Fraglich ist die Kombination mit anderen psychotropen Substanzen wie DXM.
Die Deutsche Hauptstelle für Suchtfragen stuft Ephedrin als Suchtmittel ein. Sie warnt vor Unruhe, Herzrasen, Schwitzen, Zittern und Schlaflosigkeit. In höheren Dosierungen können Verwirrtheit, Halluzinationen, aber auch Atemschwierigkeiten auftreten.

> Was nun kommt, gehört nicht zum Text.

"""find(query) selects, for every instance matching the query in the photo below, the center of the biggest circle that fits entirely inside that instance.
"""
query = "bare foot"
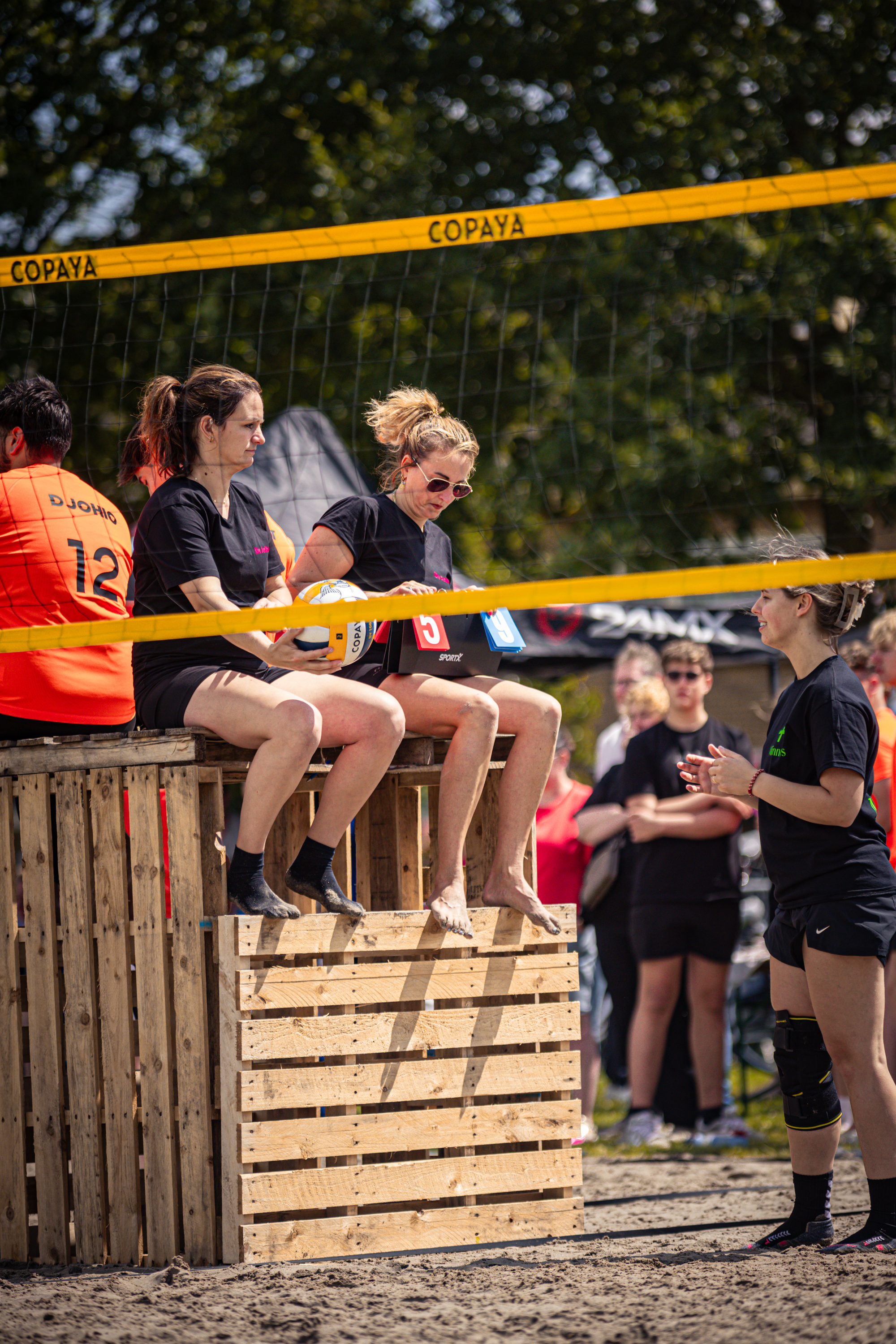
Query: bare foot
(449, 909)
(516, 894)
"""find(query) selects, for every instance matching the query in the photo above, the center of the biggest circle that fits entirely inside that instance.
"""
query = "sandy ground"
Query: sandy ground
(652, 1289)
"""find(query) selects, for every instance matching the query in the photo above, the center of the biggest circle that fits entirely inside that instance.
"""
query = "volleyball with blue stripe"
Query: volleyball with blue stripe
(350, 640)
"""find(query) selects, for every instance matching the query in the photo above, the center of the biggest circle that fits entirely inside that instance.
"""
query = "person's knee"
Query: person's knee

Um es deutlich herauszustellen: Eine übliche Dosierung des Erkältungssaftes für die Nacht ist für die meisten Patienten risikofrei. Das macht das Mischarzneimittel dennoch nicht zu einem sinnvollen Medikament. Kritisch wird es bei einer Überdosierung oder beim Missbrauch.
Die Leitlinie Rhinosinusitis empfiehlt bei Erkältungen die Kombination von einem Analgetikum und einem Dekongestivum sowie Nasenspülungen mit Kochsalz.